Government to bring in coding at primary school level
Digital strategy seeks to enhance learning and teaching through more technology
The plan includes the introduction of a benchmarking system to allow teachers to track their progress in using digital technologies when teaching. Photograph: Getty Images
Computer science for Leaving Cert students and coding at primary school level are some of the measures being introduced by the Government to meet its goal of creating the best education service in Europe within a decade.
The Digital Strategy for Schools 2015-2020 plan for 2017, which was launched by Minister for Education Richard Bruton on Monday, seeks to increase the use of ICT (information and communications technology) in Irish schools.
The plan includes the introduction of a benchmarking system from this September to allow teachers to track their progress in using digital technologies when teaching.
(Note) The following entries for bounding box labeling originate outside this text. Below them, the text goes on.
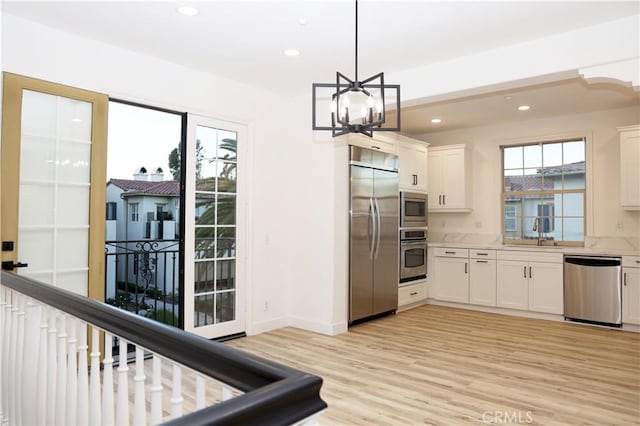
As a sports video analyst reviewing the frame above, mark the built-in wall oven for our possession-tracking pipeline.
[400,227,427,285]
[400,192,427,228]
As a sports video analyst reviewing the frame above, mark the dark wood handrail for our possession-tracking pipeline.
[0,271,327,425]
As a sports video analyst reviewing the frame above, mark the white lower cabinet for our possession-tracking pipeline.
[434,248,469,303]
[496,260,529,310]
[496,251,564,315]
[398,280,427,308]
[529,263,564,315]
[469,259,496,306]
[622,256,640,325]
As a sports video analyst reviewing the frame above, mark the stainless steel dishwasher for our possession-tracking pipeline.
[564,256,622,327]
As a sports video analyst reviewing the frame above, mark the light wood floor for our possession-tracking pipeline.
[226,305,640,425]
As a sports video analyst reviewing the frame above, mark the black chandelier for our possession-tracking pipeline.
[312,0,400,137]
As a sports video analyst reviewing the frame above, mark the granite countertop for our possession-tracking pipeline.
[429,234,640,256]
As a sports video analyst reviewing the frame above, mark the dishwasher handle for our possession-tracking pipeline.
[564,256,622,267]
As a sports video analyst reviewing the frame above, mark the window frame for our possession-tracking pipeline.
[500,135,591,247]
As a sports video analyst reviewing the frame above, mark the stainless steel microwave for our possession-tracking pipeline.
[400,192,427,228]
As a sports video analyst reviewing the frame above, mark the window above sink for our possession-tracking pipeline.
[501,138,586,247]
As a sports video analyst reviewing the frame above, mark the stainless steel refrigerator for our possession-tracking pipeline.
[349,146,399,324]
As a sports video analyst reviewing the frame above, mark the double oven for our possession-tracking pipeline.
[400,192,428,285]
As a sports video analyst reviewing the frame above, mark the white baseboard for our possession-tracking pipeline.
[427,299,564,321]
[289,317,347,336]
[247,317,289,336]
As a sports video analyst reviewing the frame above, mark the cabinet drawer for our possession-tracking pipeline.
[497,250,564,263]
[622,256,640,268]
[434,247,469,258]
[398,282,427,306]
[469,249,496,259]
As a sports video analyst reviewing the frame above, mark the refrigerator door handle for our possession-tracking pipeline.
[369,198,377,260]
[373,198,381,259]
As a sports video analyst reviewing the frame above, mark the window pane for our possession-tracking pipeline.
[562,141,585,164]
[217,227,236,257]
[542,143,562,167]
[562,193,584,217]
[504,169,524,192]
[218,161,236,192]
[563,217,584,241]
[522,169,544,191]
[217,130,238,161]
[194,261,214,294]
[196,194,216,225]
[193,294,214,327]
[562,162,585,189]
[216,259,236,291]
[216,291,236,323]
[524,145,542,168]
[504,146,522,169]
[217,195,236,225]
[194,227,216,259]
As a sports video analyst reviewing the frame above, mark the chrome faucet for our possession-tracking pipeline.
[531,216,544,246]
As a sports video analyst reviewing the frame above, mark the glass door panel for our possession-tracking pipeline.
[2,73,107,300]
[185,116,246,338]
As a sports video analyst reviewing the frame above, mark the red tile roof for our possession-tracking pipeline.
[107,179,180,197]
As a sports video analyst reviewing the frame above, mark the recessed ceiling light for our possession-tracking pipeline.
[282,49,300,57]
[176,6,200,16]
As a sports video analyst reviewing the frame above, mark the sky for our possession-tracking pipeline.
[107,101,181,180]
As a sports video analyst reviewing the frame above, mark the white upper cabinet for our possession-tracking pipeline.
[618,125,640,210]
[427,145,472,213]
[398,139,427,192]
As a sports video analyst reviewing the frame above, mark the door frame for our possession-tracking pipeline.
[0,72,109,301]
[183,113,250,339]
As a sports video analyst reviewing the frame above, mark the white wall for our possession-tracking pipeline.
[418,107,640,238]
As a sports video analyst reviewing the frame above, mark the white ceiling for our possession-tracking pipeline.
[1,0,640,134]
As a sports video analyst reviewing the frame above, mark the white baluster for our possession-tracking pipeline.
[45,309,58,425]
[65,317,78,425]
[151,354,162,425]
[36,305,50,425]
[116,337,129,425]
[89,327,102,425]
[196,374,206,410]
[102,333,115,425]
[133,346,147,425]
[9,292,19,424]
[171,364,183,419]
[0,287,11,424]
[77,322,89,425]
[18,298,40,425]
[222,385,233,401]
[55,314,68,426]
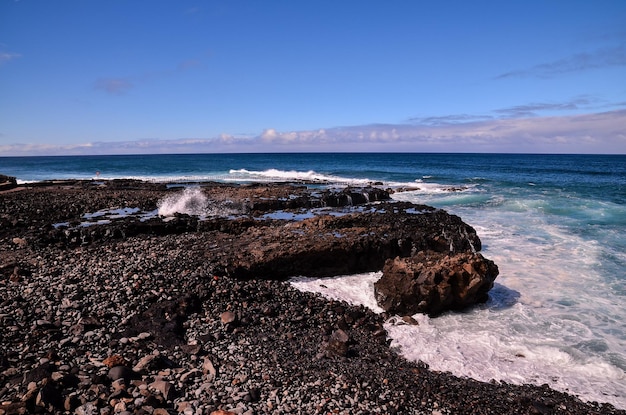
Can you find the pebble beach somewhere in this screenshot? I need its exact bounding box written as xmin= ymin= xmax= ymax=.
xmin=0 ymin=184 xmax=626 ymax=415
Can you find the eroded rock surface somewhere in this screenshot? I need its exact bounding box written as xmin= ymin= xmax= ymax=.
xmin=0 ymin=181 xmax=626 ymax=415
xmin=374 ymin=251 xmax=498 ymax=315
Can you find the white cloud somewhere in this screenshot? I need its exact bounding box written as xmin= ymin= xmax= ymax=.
xmin=0 ymin=110 xmax=626 ymax=155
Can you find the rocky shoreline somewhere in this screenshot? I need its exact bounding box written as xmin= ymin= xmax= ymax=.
xmin=0 ymin=180 xmax=626 ymax=415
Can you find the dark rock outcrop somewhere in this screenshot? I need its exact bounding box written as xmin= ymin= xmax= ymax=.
xmin=374 ymin=251 xmax=498 ymax=315
xmin=0 ymin=174 xmax=17 ymax=192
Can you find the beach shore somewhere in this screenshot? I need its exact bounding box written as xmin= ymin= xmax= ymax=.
xmin=0 ymin=181 xmax=626 ymax=415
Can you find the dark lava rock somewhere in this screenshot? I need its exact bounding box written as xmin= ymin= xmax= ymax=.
xmin=0 ymin=174 xmax=17 ymax=191
xmin=374 ymin=251 xmax=498 ymax=315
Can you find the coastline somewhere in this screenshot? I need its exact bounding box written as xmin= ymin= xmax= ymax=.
xmin=0 ymin=181 xmax=626 ymax=414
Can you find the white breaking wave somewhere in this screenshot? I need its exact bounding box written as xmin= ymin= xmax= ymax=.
xmin=228 ymin=169 xmax=372 ymax=186
xmin=292 ymin=191 xmax=626 ymax=409
xmin=159 ymin=187 xmax=209 ymax=216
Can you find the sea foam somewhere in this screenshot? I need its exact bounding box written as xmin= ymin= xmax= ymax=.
xmin=158 ymin=187 xmax=209 ymax=216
It also proposes a new “clustering programme” to encourage teachers and educators to work together in creating a more innovative and active education system.
Teachers will also receive additional training in building their own digital skills for use in the classroom.
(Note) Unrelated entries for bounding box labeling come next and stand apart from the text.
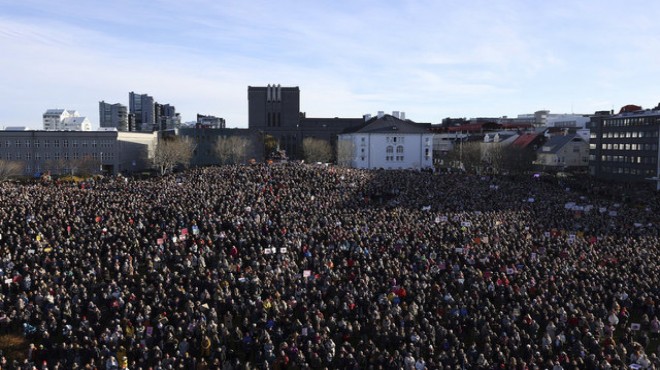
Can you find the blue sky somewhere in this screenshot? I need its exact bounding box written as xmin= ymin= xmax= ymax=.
xmin=0 ymin=0 xmax=660 ymax=128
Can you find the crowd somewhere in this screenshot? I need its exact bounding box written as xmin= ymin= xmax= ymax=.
xmin=0 ymin=164 xmax=660 ymax=370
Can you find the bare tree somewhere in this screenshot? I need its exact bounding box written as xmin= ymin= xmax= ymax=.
xmin=264 ymin=134 xmax=278 ymax=159
xmin=481 ymin=143 xmax=510 ymax=174
xmin=0 ymin=160 xmax=23 ymax=181
xmin=337 ymin=139 xmax=355 ymax=167
xmin=69 ymin=154 xmax=101 ymax=177
xmin=153 ymin=137 xmax=195 ymax=175
xmin=303 ymin=137 xmax=332 ymax=162
xmin=503 ymin=145 xmax=536 ymax=175
xmin=445 ymin=141 xmax=482 ymax=173
xmin=215 ymin=136 xmax=252 ymax=164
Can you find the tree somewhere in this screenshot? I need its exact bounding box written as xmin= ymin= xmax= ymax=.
xmin=0 ymin=159 xmax=23 ymax=181
xmin=337 ymin=140 xmax=355 ymax=167
xmin=215 ymin=136 xmax=252 ymax=164
xmin=445 ymin=141 xmax=482 ymax=173
xmin=69 ymin=154 xmax=101 ymax=177
xmin=503 ymin=145 xmax=536 ymax=175
xmin=153 ymin=137 xmax=195 ymax=175
xmin=264 ymin=134 xmax=278 ymax=158
xmin=303 ymin=137 xmax=332 ymax=162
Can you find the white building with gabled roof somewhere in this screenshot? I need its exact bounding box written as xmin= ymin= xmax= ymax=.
xmin=43 ymin=109 xmax=92 ymax=131
xmin=337 ymin=114 xmax=433 ymax=169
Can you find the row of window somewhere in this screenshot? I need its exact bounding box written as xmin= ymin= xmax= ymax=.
xmin=601 ymin=166 xmax=655 ymax=177
xmin=385 ymin=145 xmax=403 ymax=154
xmin=589 ymin=131 xmax=658 ymax=139
xmin=0 ymin=139 xmax=115 ymax=148
xmin=589 ymin=154 xmax=658 ymax=164
xmin=385 ymin=136 xmax=405 ymax=144
xmin=0 ymin=152 xmax=116 ymax=161
xmin=589 ymin=143 xmax=658 ymax=150
xmin=603 ymin=116 xmax=660 ymax=127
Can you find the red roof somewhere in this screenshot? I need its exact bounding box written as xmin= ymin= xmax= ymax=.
xmin=511 ymin=134 xmax=539 ymax=148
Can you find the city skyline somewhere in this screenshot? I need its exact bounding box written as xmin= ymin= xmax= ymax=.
xmin=0 ymin=0 xmax=660 ymax=129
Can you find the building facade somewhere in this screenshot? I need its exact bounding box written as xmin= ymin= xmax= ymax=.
xmin=154 ymin=103 xmax=181 ymax=131
xmin=196 ymin=113 xmax=226 ymax=128
xmin=536 ymin=134 xmax=589 ymax=170
xmin=0 ymin=130 xmax=157 ymax=176
xmin=43 ymin=109 xmax=92 ymax=131
xmin=248 ymin=85 xmax=364 ymax=159
xmin=337 ymin=115 xmax=433 ymax=169
xmin=128 ymin=91 xmax=156 ymax=132
xmin=588 ymin=106 xmax=660 ymax=182
xmin=99 ymin=101 xmax=129 ymax=131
“We want to ensure that Ireland is well placed to take advantage of the digital revolution which is taking place, and having a transformative effect on our economy, workplace and lifestyle,” said Mr Bruton.
“Creative thinking and problem-solving skills are critical to our children developing and achieving their potential. In particular, their ability to think critically and develop solutions in the digital world will be vital for their prospects in life.”
The Department of Education has provided €30 million in ICT grants to schools so far this year, and is set to invest a further €180 million in ICT facilities in schools over the next four years.
Mr Bruton has also said there will be particular focus on ensuring all schools have high-speed broadband connectivity.
The Minister also underlined the importance of reviewing internet safety for young people and children using digital tools at school.
“Increasingly we see that as a central concern. A lot of this is teaching young people to be discerning in both what they put up and the information they access online.”
The Digital Strategy for Schools plan was first published in October 2015, and forms the basis for the State’s ICT policy in Irish schools.
Monday’s launch follows a review of the strategy for the past two years, and was led by Prof Brendan Tangney from Trinity College Dublin.